Josephson rejuvinates with stained glass creation

Published 4:59 pm Monday, October 24, 2011

Monica Josephson stands by a stained glass window she created for her Helena home. (Contributed)

By LAURA BROOKHART / Community Columnist

Monica Josephson’s lovingly restored, 100-year-old home reflects her efforts of the past seven years.

The original 1,200 square feet have grown to 1,900, and it feels even larger due to Josephson’s functional expansion and tasteful accessorizing. An apartment addition for her mother, Ella Tripodi, opens from French doors off the dining room, allowing each togetherness or privacy.

A native of Westchester County, New York, whose Italian grandparents were immigrants, Josephson said, “I love this town. I was meant to be a Southerner.”

A plaque in her kitchen proclaims, ‘I wasn’t born in the South, but I got here as quick as I could.’

Josephson, a dynamo of energy who works for Blue Cross Blue Shield, has quite the creative side. She has been sewing since age 8 and is still the appointed family seamstress for draperies and alterations, etc. From basic craft classes, she developed a penchant for working in stained glass and has incorporated her creations throughout her décor, beginning with the arts and crafts panel in the front door.

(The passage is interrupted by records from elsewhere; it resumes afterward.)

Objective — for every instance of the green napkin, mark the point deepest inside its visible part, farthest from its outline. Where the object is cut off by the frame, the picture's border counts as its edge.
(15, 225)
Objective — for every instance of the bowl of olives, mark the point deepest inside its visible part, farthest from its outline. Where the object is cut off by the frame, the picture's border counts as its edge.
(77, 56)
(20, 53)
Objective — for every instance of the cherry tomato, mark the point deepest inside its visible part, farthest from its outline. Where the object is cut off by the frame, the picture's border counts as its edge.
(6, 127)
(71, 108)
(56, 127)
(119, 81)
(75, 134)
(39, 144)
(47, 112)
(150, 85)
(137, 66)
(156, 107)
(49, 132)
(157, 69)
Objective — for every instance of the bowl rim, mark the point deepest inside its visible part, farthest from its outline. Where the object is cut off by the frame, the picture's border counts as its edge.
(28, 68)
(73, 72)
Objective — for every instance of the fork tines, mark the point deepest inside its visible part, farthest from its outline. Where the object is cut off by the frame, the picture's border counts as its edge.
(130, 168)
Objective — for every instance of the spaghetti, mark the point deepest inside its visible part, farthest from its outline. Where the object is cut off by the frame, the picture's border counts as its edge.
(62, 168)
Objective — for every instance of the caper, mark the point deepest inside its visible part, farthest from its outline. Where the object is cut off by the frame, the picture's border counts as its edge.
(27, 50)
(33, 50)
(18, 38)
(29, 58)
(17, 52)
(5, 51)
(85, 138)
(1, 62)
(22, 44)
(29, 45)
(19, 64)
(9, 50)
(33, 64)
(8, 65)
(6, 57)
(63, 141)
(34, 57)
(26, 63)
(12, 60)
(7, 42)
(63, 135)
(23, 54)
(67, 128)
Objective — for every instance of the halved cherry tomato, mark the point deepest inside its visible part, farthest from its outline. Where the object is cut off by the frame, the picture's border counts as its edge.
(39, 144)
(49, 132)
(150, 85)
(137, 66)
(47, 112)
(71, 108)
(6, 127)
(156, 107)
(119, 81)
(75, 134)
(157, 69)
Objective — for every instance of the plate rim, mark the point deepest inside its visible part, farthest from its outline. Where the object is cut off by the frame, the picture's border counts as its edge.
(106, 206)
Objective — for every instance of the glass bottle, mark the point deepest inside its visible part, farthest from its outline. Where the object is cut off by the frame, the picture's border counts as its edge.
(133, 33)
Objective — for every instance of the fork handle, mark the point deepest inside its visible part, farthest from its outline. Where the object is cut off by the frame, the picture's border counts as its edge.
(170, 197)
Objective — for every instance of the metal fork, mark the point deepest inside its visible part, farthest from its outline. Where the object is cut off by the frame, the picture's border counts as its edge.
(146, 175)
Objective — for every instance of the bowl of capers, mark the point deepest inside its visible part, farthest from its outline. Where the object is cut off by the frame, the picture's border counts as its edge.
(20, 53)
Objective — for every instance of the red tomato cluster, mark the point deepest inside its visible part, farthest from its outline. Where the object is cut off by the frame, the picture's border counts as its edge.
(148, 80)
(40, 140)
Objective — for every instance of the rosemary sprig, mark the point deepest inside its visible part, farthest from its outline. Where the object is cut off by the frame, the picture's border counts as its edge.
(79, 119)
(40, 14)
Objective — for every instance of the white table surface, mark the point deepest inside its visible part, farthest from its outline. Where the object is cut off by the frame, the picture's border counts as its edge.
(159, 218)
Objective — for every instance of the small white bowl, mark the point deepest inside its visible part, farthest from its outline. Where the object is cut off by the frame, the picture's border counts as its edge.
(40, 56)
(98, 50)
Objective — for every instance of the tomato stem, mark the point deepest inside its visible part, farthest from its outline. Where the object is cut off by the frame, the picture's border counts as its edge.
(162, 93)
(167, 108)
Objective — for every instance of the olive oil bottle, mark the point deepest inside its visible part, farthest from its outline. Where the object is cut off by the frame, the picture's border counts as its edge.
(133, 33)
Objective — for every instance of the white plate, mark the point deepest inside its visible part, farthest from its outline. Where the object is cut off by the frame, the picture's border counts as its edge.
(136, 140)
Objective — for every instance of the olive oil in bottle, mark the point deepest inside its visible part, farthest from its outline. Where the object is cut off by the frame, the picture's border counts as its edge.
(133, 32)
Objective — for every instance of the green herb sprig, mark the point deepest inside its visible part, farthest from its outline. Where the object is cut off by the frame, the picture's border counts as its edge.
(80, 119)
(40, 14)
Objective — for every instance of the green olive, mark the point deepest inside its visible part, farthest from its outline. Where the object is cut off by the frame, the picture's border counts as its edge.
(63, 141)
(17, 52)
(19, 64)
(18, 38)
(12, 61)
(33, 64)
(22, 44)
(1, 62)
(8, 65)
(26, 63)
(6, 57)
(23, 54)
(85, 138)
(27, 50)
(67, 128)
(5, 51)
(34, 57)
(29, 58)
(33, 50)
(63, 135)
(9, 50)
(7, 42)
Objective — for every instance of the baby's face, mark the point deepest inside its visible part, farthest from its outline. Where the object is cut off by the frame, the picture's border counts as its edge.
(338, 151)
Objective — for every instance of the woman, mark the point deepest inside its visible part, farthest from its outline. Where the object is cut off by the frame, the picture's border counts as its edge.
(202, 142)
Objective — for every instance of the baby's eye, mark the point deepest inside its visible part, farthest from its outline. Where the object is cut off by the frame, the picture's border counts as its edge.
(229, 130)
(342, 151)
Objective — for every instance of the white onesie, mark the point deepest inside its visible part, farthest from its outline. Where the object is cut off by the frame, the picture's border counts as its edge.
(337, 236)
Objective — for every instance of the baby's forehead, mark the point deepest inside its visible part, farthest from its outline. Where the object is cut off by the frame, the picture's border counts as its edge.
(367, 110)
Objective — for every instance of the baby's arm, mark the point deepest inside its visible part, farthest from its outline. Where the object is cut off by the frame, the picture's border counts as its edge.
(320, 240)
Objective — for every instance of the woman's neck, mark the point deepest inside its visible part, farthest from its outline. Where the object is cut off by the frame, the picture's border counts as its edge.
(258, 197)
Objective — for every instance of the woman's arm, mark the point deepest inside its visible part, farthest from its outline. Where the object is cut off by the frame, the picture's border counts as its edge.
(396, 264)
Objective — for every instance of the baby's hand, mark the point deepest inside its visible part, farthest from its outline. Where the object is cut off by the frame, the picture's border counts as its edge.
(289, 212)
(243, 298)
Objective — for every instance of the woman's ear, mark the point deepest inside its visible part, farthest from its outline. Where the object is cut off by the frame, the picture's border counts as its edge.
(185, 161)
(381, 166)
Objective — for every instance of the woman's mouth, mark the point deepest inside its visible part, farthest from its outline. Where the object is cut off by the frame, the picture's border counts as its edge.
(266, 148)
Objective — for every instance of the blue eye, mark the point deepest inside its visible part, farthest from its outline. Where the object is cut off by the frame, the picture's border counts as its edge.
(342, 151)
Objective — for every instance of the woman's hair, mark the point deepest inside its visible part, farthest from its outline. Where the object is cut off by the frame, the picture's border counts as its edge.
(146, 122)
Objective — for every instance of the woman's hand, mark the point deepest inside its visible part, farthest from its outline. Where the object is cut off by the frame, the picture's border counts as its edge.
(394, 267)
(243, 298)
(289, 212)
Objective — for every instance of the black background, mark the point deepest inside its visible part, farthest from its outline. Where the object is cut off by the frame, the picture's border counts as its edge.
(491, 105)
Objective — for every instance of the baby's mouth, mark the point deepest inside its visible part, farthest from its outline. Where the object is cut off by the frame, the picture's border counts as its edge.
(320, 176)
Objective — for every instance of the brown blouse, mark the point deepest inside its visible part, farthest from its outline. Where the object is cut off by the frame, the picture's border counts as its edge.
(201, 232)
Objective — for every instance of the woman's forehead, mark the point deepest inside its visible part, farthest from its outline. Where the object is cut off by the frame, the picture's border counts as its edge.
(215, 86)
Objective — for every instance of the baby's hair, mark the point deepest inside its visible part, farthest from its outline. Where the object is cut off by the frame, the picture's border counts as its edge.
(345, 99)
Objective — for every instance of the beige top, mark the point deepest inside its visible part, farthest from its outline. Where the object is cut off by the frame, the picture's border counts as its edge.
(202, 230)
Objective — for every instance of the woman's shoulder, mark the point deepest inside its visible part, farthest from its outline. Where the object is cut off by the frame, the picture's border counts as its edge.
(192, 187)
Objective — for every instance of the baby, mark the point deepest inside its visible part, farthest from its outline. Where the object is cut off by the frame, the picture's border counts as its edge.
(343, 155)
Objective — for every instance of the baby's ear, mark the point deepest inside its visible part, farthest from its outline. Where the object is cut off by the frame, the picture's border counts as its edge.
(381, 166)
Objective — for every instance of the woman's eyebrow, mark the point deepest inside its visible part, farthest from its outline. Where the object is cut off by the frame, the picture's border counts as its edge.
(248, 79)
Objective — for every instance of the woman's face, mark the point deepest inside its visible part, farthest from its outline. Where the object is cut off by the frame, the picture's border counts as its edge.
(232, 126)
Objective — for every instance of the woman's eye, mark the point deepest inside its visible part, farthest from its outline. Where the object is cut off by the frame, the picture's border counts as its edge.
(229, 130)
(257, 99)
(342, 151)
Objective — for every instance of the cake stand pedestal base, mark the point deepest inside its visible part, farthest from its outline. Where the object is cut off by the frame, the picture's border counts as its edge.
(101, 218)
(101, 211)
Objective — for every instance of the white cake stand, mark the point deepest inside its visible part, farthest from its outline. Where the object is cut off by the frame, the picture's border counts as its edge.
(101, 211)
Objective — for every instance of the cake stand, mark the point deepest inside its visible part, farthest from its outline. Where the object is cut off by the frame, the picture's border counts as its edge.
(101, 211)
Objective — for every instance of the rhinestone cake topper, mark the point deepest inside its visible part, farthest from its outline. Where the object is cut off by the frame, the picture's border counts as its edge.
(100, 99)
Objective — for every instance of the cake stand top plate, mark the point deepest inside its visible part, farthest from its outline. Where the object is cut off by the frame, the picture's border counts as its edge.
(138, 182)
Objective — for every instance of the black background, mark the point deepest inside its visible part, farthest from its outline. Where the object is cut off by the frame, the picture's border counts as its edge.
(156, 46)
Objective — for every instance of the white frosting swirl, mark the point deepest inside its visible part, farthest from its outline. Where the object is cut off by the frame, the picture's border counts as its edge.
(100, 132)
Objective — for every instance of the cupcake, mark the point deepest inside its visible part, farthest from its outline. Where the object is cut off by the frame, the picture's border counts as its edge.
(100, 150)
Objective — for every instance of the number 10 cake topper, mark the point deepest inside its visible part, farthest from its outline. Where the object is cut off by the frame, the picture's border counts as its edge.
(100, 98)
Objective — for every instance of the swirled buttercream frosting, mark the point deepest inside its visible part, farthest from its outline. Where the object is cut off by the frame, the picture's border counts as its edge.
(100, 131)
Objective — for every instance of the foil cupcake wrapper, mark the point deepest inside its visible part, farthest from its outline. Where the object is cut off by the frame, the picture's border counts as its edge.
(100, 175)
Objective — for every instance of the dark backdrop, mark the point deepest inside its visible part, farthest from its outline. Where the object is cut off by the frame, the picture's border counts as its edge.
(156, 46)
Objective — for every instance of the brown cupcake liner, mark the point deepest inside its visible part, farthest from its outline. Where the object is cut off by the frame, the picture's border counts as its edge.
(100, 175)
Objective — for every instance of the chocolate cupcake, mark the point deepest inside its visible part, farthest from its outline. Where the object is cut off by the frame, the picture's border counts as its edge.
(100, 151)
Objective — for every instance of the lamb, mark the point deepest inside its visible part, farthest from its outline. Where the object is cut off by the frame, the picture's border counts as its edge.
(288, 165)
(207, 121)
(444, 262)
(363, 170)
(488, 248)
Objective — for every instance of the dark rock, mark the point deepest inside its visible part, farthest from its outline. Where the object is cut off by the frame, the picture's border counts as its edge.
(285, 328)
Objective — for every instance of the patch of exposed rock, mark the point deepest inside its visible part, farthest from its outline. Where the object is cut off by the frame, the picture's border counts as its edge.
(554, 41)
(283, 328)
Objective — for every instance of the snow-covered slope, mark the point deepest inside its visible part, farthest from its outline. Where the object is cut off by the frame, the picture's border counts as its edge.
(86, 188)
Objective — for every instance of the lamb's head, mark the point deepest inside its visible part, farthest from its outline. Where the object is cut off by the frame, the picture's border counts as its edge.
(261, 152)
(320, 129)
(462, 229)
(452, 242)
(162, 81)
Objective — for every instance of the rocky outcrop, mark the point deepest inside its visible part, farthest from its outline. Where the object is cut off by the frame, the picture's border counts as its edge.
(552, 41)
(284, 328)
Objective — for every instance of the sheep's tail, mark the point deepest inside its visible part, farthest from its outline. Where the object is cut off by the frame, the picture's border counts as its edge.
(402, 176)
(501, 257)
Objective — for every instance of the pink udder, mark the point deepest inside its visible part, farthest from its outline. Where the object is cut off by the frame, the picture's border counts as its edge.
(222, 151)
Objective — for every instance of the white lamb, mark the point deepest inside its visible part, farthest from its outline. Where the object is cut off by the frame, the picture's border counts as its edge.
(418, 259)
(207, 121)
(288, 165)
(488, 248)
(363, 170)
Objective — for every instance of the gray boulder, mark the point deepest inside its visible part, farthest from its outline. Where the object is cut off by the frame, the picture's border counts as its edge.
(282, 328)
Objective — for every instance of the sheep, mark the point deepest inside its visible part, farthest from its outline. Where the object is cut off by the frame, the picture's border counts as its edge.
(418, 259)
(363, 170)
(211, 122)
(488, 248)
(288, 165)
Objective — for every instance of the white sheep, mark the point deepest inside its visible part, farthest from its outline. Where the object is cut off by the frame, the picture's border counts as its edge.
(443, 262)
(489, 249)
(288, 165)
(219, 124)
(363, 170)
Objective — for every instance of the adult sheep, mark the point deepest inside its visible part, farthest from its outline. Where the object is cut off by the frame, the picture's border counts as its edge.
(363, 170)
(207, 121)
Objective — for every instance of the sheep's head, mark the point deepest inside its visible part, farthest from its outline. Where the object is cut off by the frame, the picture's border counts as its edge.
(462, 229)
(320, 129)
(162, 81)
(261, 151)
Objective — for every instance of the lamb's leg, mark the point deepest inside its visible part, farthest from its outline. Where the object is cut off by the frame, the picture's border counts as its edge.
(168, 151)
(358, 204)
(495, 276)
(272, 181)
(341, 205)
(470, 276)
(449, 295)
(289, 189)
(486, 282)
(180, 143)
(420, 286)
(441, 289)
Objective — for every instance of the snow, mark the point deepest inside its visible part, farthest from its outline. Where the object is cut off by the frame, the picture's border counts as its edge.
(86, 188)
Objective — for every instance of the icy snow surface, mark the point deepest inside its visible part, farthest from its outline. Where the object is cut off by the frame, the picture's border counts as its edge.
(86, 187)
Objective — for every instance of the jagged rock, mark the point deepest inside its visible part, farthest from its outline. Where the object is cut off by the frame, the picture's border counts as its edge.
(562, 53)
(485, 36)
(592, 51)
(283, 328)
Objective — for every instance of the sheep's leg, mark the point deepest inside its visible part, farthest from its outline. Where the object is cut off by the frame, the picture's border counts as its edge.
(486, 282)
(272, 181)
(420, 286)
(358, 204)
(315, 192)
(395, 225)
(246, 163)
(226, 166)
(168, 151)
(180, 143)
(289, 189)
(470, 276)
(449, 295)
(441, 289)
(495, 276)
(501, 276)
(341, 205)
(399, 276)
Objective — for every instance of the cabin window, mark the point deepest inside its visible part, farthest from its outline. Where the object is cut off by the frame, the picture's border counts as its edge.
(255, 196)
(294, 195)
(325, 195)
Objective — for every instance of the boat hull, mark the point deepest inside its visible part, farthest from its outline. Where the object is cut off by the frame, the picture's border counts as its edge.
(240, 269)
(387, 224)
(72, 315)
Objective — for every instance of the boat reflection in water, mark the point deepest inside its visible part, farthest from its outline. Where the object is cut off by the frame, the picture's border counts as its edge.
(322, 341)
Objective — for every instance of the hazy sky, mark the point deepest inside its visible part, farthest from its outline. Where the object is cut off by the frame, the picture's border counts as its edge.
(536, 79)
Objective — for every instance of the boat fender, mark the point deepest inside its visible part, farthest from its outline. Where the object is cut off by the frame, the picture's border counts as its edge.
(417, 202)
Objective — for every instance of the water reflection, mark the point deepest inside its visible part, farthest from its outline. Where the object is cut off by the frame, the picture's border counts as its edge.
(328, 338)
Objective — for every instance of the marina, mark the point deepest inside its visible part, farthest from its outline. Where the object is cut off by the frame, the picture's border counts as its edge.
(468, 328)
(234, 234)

Josephson has created the ultimate relaxation spot in her roomy bathroom, where an old-fashioned claw foot bathtub anchors the black and white theme that is topped off, like whipped cream on a sundae, with the large stained glass window where an egret stands amidst the cattails and water reeds in a flowing stream.

The hexagonal window in the same room has recently been fitted with a tulip-patterned stained glass pane. In the kitchen window leans a transom-shaped glass panel of a bowl of fruit that her son, Brett, sketched for her many years ago. That panel just happens to echo the black and white checkered motif of the remodeled kitchen, where the countertops and island/bar were tiled by Josephson to replace worn butcher-block laminate.

“Tiling the countertops was a breeze compared to working in stained glass,” she said. The back kitchen door has a latticed-work stained glass panel in which dimensional grapes, from glass pebbles and matching those in the fruit bowl, hang from intertwined vines.

Josephson is currently taking an intermediate-level lead stained glass class at Buck Creek Stained Glass to build on her previous experience.

The wide-planked front porch, once painted standard green, and kitchen — formerly all browns — are now crisped up with black and white accents and sunny yellow walls.

In the past year, the makeover extended into her yard, where she waged war on overgrown thickets of privet, kudzu, rusted chicken wire and an old chain-link fence. After extensive grading, a flagstone patio was added, and the new landscaping — with shades of reds and yellows — cheerily welcomes all.

Josephson learned to ride a motorcycle at age 57 and enjoys taking a break from her home and landscape projects to go cycling with friends through the back roads of the South.